Starship Troopers: Extermination has dropped its first major update of 2026, with Update 1.10 now available on PlayStation 5, Windows (Steam), and Xbox Series X|S. Developed by Offworld Industries in partnership with publisher Knights Peak, the patch introduces a new mechanized vehicle called the M-11E Babar, a fresh area on the planet Valaka, and a revolver sidearm called the TW-7 Liberator. Further major updates are planned quarterly throughout the year.

The game builds its 16-player co-op around a loop of reclamation and defense. Squads drop onto hostile planets overrun by Arachnids, retake strategic bases, construct refineries, and complete objectives while waves of bugs bear down on their positions. Building is central to the fight: players erect walls, towers, and ammo stations in real time using a ping system to coordinate placement, turning open ground into fortified positions before the swarm arrives. Six distinct classes shape how each trooper contributes. Rangers use jetpacks for hit-and-run strikes, Snipers perch on high ground to pick off priority targets like Plasma Grenadiers, and Demolishers handle the explosive work. Each class carries its own progression tree with unique weapons and perks, and the new Liberator sidearm sits at the top end of that climb, locked behind Re-enlistment 3 as a reward for the most committed players. What the game calls its Carnage System adds a physical layer to the chaos, with bug corpses piling up during firefights and becoming persistent terrain that reshapes the battlefield as the fight drags on.

In game screenshot
In game screenshot

The source material here is the 1997 Paul Verhoeven film, and the game leans into its satirical militarism with both hands. "Service guarantees citizenship" isn't just a tagline; it's the lens through which every system is framed.
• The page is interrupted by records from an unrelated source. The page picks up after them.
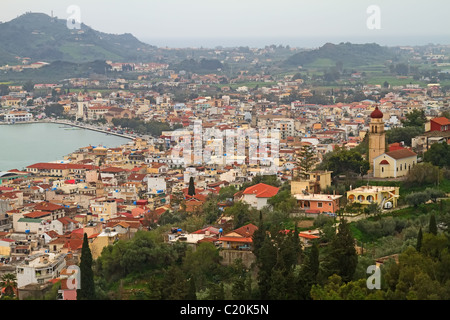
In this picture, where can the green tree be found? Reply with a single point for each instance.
(432, 226)
(306, 160)
(416, 118)
(423, 174)
(242, 214)
(438, 155)
(203, 265)
(344, 161)
(191, 188)
(258, 236)
(419, 240)
(403, 134)
(87, 287)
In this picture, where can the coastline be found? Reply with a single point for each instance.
(70, 123)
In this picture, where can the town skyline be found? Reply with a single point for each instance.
(300, 24)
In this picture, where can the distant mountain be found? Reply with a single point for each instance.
(347, 53)
(41, 37)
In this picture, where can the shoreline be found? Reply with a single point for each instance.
(69, 123)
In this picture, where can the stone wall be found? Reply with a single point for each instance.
(229, 256)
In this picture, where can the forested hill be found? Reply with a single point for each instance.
(40, 37)
(346, 53)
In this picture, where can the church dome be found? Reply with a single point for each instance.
(376, 114)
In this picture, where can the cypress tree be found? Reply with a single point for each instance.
(87, 287)
(192, 293)
(432, 227)
(343, 258)
(258, 236)
(419, 240)
(191, 189)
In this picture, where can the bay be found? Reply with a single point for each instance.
(22, 145)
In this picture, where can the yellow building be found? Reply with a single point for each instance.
(315, 182)
(377, 136)
(386, 197)
(394, 164)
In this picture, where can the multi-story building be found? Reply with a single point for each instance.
(40, 268)
(18, 116)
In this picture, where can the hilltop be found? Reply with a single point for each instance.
(347, 53)
(40, 37)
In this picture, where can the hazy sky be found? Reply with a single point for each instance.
(177, 23)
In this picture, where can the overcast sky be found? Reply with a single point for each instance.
(178, 23)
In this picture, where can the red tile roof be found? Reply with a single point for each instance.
(401, 153)
(247, 230)
(236, 239)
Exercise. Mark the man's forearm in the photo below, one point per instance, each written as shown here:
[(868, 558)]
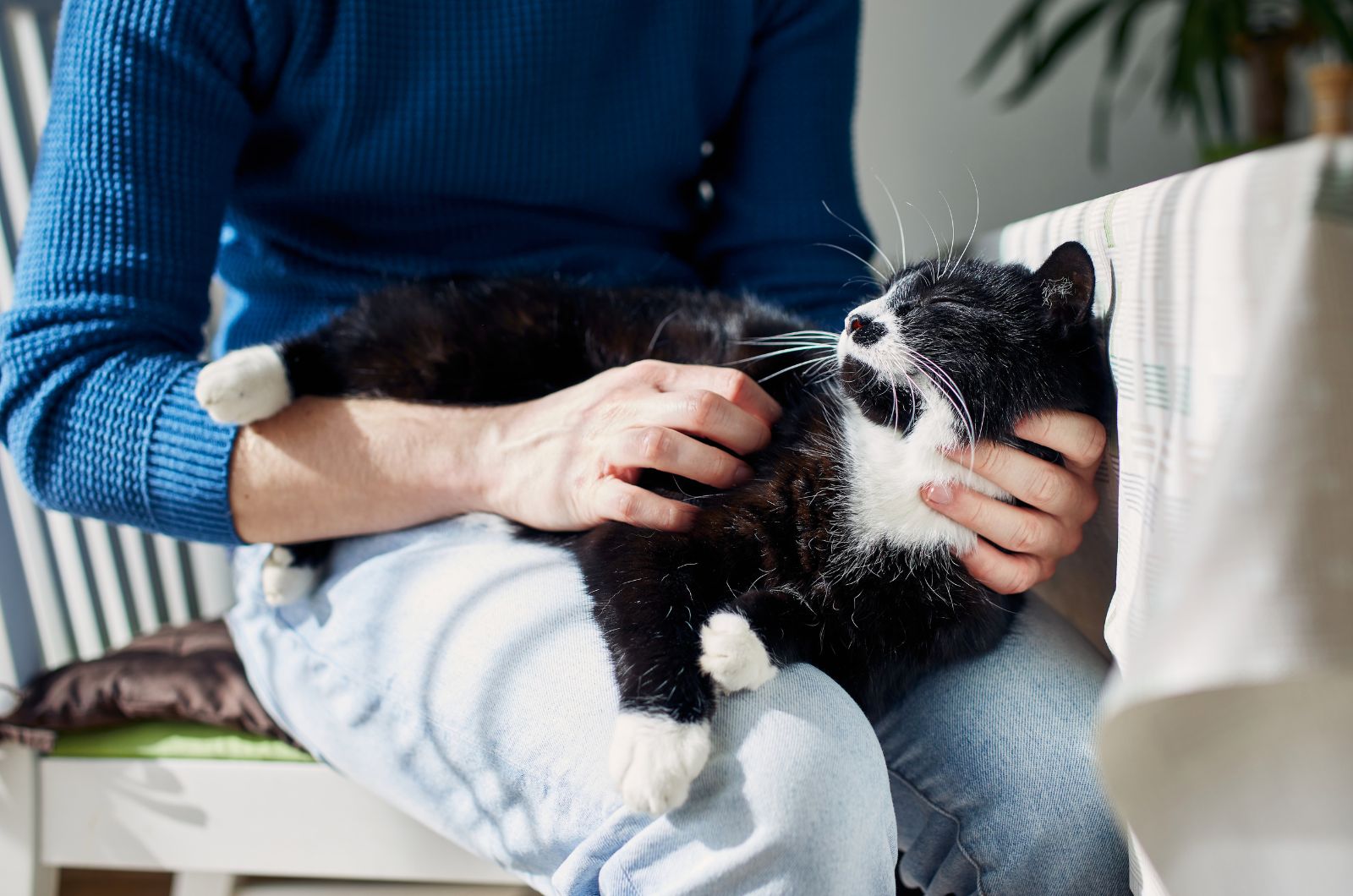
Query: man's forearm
[(326, 468)]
Players aren't soldiers, they're Troopers. They don't join a team, they enlist. The two new cosmetic packs released alongside Update 1.10 reinforce this: one themed around the Buenos Aires Tigers, Johnny Rico's school Jump Ball team from the film, complete with the call "Flip Six-Three Hole on One." The other is styled after the propaganda imagery of the Federation's generals. Even the cosmetics speak in recruitment posters.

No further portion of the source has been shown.